Anyway, fast-forward to my happy middle-age in which, instead of threatening me with death, my husband cheerfully sends me off to the opera with younger men so he can watch telly in peace. I sit between the Young Fogeys and gleefully await the appearance of the Great Heroine. Thus I am shocked and disappointed when the mezzo channels not the Carmen of my memories but La Saranghina, the prostitute in Fellini's Otto e Mezzo (see photo).

Not being an actor or singer myself, I am unsure how I would get across Carmen's exotic attractions, but I am absolutely sure the way to do it is not to roll my eyes wildly, grin toothily and stick my chin out. I might also consider slimming down a bit, if I were built on statuesque lines, although heaven knows countless opulent opera singers have made flab look fab. But there is still a danger, unless one is careful, that one will not look seductive when one looks at Don Jose but like a ravenous drunk about to polish off a box of doughnuts.

As our Carmen leered and lunged about the stage, I began to feel depressed. The sexuality on display did not make me think of danger, magic and romance but of the urban United Kingdom every Friday night. I was reminded of drunken, middle-aged Edinburgh women with perfect hair and raddled faces scarfing down greasy chips before getting on the bus. And I was reminded of tough, big girls in high school who slammed smaller, prettier girls into their lockers. And of Lexi Featherstone in the "Splat!" episode of "Sex and the City" staggering drunkenly around a party before falling out the window.

It didn't help the performance that the narrator kept popping out to remind us how desirable and bewitching men found Carmen as if she distrusted us to suspend our disbelief, and it also didn't help that the blonde soprano playing Micaela was strikingly beautiful and looked as sweet and innocent as... Well, I couldn't even tell you. What painters used to be aiming for when they painted the Madonna, perhaps. I spent the evening waiting for her to come back on stage and was rewarded every time.

And thus I had my revelation. For some time I have been saying that Carmen is a bad role model while secretly thinking she is, however, more fun than Micaela. But thanks to last night's performance, I have been entirely converted to the Gospel of Micaela. Most of last night's performances did not transcend 21st century Scotland, so I saw the whole opera from the perspective of 21st century Scotland.

Carmen is just a Ned with a factory job and criminal ties.

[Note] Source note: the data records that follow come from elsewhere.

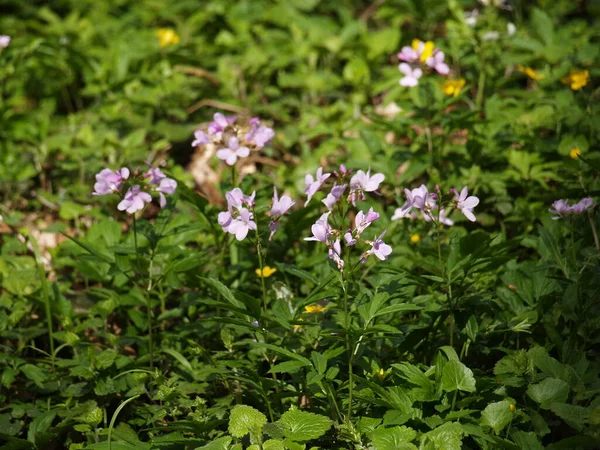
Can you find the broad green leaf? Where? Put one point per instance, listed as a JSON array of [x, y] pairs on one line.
[[497, 415], [574, 415], [217, 444], [395, 438], [303, 426], [550, 390], [457, 376], [245, 419], [445, 437]]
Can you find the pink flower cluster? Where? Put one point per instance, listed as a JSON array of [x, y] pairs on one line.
[[427, 203], [239, 217], [419, 56], [138, 190], [562, 209], [323, 232], [233, 140]]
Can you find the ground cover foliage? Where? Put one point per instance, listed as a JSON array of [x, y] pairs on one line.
[[185, 304]]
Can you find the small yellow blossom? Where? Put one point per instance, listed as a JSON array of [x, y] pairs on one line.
[[266, 272], [310, 309], [428, 48], [415, 238], [577, 79], [531, 73], [298, 327], [453, 87], [166, 37], [575, 152]]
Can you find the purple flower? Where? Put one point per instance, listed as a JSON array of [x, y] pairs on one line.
[[200, 138], [219, 124], [411, 75], [281, 205], [231, 154], [350, 241], [408, 54], [135, 199], [436, 61], [259, 135], [362, 220], [155, 175], [241, 224], [562, 208], [279, 208], [363, 182], [335, 254], [378, 248], [238, 219], [334, 196], [166, 186], [321, 230], [313, 185], [108, 182], [466, 203]]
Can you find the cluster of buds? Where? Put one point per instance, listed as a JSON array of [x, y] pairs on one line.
[[360, 183], [420, 55], [233, 140], [562, 209], [239, 218], [427, 203], [135, 191]]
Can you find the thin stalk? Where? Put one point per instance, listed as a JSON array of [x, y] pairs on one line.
[[594, 232], [261, 266]]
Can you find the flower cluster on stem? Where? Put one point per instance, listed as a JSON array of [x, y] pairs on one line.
[[234, 140], [134, 189]]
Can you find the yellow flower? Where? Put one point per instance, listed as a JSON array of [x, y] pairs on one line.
[[453, 87], [166, 37], [577, 79], [415, 238], [531, 73], [310, 309], [575, 152], [266, 272], [427, 49]]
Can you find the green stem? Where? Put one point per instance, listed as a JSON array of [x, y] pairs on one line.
[[261, 266]]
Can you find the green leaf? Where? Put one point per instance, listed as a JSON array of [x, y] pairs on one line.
[[527, 441], [245, 419], [273, 444], [445, 437], [457, 376], [34, 373], [395, 438], [217, 444], [574, 415], [303, 426], [550, 390], [497, 415]]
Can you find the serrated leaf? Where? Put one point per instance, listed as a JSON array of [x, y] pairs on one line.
[[445, 437], [497, 415], [395, 438], [303, 426], [245, 419], [457, 376], [550, 390]]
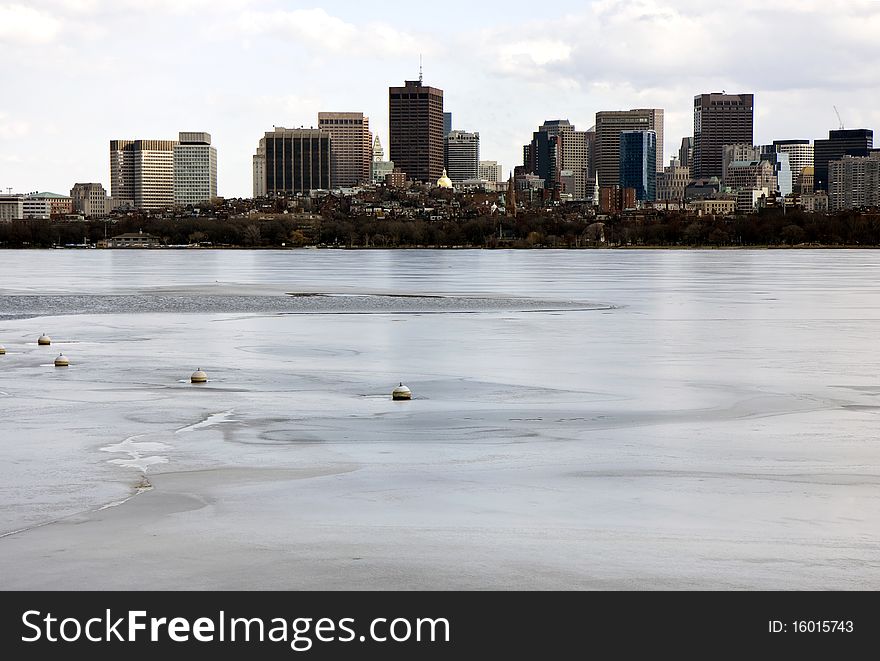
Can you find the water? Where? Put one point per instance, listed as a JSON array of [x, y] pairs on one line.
[[591, 419]]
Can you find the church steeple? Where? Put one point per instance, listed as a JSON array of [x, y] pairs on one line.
[[511, 197]]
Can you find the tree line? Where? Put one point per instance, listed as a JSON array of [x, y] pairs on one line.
[[557, 228]]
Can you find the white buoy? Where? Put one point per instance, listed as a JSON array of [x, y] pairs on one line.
[[401, 393]]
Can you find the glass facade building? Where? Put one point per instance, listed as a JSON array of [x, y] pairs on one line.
[[638, 159]]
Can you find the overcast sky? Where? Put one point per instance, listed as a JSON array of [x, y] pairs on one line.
[[78, 73]]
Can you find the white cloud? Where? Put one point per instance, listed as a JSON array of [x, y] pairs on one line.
[[318, 30], [12, 128], [24, 25]]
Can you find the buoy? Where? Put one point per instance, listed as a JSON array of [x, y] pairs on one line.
[[401, 392]]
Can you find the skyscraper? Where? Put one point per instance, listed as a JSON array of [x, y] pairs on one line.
[[379, 168], [686, 152], [294, 160], [490, 171], [415, 123], [800, 156], [352, 147], [462, 156], [846, 142], [609, 125], [143, 171], [720, 119], [195, 169], [558, 147], [638, 160]]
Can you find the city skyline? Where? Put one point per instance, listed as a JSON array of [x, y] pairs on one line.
[[88, 71]]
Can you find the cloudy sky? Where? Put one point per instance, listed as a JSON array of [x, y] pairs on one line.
[[78, 73]]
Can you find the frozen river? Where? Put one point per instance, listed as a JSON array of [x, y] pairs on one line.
[[581, 420]]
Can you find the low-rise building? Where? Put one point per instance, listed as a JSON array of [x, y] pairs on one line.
[[396, 179], [751, 199], [714, 207], [134, 240], [815, 202], [672, 183], [43, 206], [11, 207]]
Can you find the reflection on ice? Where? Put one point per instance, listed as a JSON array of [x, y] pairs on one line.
[[714, 429]]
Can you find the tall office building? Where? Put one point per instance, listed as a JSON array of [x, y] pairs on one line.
[[293, 161], [260, 170], [800, 156], [733, 153], [380, 168], [352, 150], [609, 126], [672, 182], [854, 181], [845, 142], [720, 119], [490, 171], [638, 160], [89, 199], [195, 169], [143, 171], [686, 152], [557, 147], [462, 156], [415, 123]]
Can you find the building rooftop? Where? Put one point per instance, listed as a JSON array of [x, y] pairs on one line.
[[48, 196]]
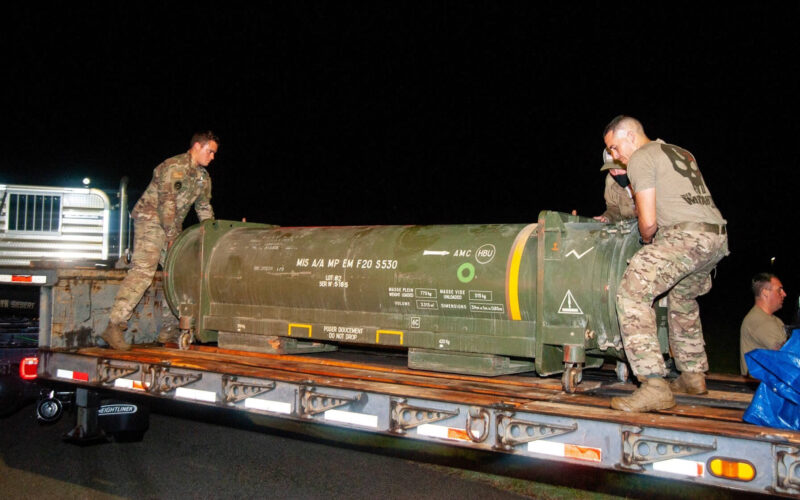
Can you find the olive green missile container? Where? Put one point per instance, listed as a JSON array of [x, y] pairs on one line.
[[478, 299]]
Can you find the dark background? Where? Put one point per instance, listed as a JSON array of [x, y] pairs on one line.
[[394, 113]]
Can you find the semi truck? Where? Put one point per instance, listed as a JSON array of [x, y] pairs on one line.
[[43, 228], [702, 440]]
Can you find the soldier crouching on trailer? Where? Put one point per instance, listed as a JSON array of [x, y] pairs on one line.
[[177, 183], [672, 199]]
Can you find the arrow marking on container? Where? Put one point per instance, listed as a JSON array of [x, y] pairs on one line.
[[577, 255], [569, 305]]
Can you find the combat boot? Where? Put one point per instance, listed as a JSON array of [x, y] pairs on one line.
[[168, 334], [653, 394], [114, 337], [689, 383]]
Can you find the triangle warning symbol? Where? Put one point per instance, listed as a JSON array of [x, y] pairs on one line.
[[569, 305]]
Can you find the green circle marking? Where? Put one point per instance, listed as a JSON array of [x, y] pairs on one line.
[[466, 272]]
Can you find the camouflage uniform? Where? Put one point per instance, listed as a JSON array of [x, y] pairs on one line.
[[690, 241], [158, 219], [678, 261]]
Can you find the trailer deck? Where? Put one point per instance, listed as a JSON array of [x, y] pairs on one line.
[[701, 440]]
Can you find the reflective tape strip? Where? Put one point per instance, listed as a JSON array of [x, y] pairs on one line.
[[680, 466], [512, 271], [566, 450], [22, 278], [267, 405], [127, 383], [71, 375], [442, 432], [348, 417], [208, 396]]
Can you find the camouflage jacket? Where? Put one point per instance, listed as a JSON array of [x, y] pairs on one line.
[[176, 185]]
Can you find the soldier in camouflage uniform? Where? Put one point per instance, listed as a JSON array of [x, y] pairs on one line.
[[618, 192], [685, 237], [158, 216]]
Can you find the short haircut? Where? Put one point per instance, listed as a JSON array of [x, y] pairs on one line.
[[203, 138], [623, 121], [760, 282]]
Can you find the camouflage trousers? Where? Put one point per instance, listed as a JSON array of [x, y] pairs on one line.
[[678, 263], [149, 250]]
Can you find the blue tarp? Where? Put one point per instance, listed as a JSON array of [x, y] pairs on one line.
[[776, 402]]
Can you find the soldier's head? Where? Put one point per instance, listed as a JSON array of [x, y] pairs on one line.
[[615, 169], [623, 136], [768, 291], [203, 147]]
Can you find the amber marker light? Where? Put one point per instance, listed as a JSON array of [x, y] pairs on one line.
[[28, 368], [731, 468]]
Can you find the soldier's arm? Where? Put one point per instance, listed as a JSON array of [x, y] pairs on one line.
[[167, 204], [646, 208], [203, 203]]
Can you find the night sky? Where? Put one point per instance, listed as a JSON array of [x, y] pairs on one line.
[[401, 113]]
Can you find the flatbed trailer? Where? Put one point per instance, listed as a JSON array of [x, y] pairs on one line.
[[702, 440]]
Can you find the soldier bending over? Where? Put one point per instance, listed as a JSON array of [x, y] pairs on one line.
[[177, 183]]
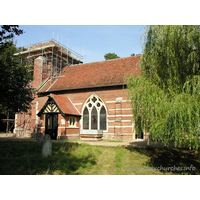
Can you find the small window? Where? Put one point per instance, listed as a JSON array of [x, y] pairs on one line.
[[72, 121]]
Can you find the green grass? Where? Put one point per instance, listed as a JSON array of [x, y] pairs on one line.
[[18, 158], [106, 140]]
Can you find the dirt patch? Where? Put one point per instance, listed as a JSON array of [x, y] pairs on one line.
[[136, 143]]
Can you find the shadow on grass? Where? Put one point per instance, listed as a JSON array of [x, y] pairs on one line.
[[175, 160], [25, 158]]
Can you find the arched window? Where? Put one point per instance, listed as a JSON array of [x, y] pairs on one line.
[[94, 118], [94, 114], [103, 118], [85, 118]]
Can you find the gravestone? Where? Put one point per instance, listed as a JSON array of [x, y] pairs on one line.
[[46, 146], [39, 137]]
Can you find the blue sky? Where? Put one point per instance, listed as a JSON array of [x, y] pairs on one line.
[[93, 41]]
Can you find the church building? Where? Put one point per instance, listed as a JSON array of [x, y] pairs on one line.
[[75, 100]]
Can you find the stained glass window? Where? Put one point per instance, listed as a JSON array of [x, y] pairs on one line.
[[103, 118], [94, 114], [94, 119], [85, 118], [94, 99]]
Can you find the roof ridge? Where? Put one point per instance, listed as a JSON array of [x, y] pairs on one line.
[[106, 60]]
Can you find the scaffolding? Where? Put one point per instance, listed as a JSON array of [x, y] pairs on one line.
[[55, 57]]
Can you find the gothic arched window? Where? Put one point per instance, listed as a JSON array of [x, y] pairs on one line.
[[103, 118], [94, 114], [85, 118]]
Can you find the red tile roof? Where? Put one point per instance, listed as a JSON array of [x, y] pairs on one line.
[[65, 105], [97, 74]]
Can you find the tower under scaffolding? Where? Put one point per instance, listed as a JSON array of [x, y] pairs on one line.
[[50, 59]]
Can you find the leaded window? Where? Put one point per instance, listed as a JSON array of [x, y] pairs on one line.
[[103, 118], [85, 118], [94, 114], [94, 119]]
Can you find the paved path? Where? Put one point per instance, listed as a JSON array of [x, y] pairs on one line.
[[137, 143]]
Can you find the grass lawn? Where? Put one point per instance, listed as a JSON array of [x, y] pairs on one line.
[[18, 158]]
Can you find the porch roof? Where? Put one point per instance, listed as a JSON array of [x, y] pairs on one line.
[[63, 106]]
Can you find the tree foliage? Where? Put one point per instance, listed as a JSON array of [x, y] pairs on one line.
[[8, 31], [15, 78], [166, 96], [109, 56]]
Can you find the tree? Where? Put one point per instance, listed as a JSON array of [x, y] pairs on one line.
[[109, 56], [165, 97], [8, 31], [15, 77]]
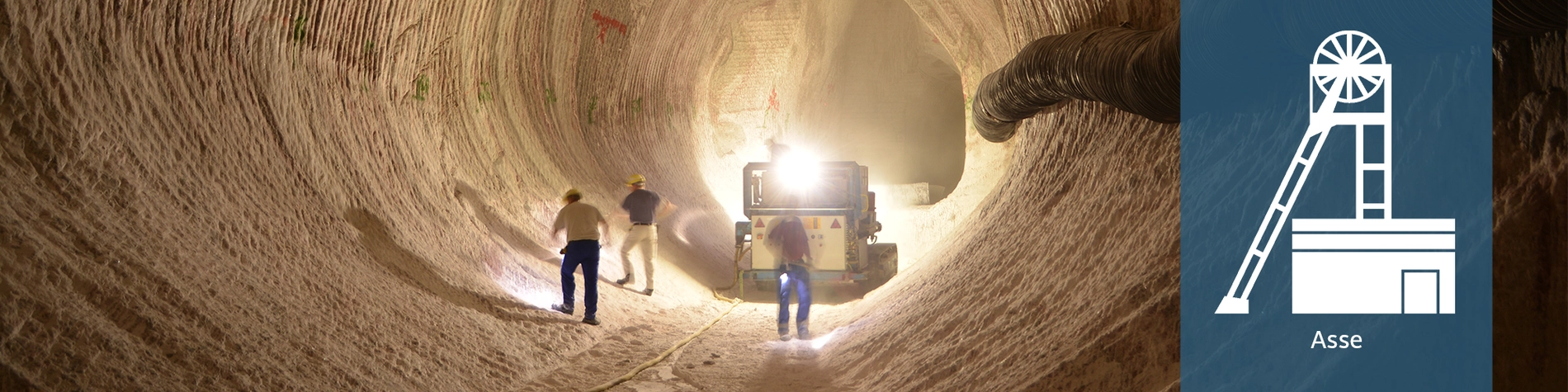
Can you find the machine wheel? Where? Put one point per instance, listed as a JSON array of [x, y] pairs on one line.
[[885, 267], [1348, 47]]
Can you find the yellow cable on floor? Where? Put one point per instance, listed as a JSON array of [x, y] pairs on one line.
[[651, 362]]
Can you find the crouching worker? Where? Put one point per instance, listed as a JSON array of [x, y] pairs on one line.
[[789, 240], [582, 224]]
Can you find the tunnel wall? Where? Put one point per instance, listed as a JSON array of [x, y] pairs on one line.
[[352, 193], [357, 193]]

She dates and dumps men with such speed and ferocity that her ultimate fate would not have been particularly surprising to the Lothian-Borders police.

Micaela, on the other hand, braves a gang of sexist squaddies, a mountain range, and the entire cast of "My Big Fat Gypsy Wedding" as a favour to her boyfriend's mother. As I am sure most of us would do in similar circumstances, she prays her heart out to God to keep her safe. She has hung onto her Christian faith and her maidenly virtue at a time when both are extremely uncool. If Don Jose were not such a moron, he would have stuck to Micaela and had a happy life.

That said, men love whom they love, not whom we think they should love, even in the opera. It is thus believable that a Scots squaddie would pick a chip-scarfing Scots slapper over a much prettier Scots girl his mother adores.

I expressed how I now feel about Carmen to the charming Young Fogeys afterwards, and one remarked that the slatternly, promiscuous woman I described was a lot like the original Carmen in the original book. And we all went off for a drink at a joint with a delightfully strict dress code while I inwardly puzzled over who it was that had given me such an early and besotted love for Carmen. Who first had hinted so strongly that Carmen would worthy of emulation? Who was it whom I first heard sing "La Habenera"? The answer eluded me until I awoke to bright sunlight this morning.



It was the singing orange on "Sesame Street".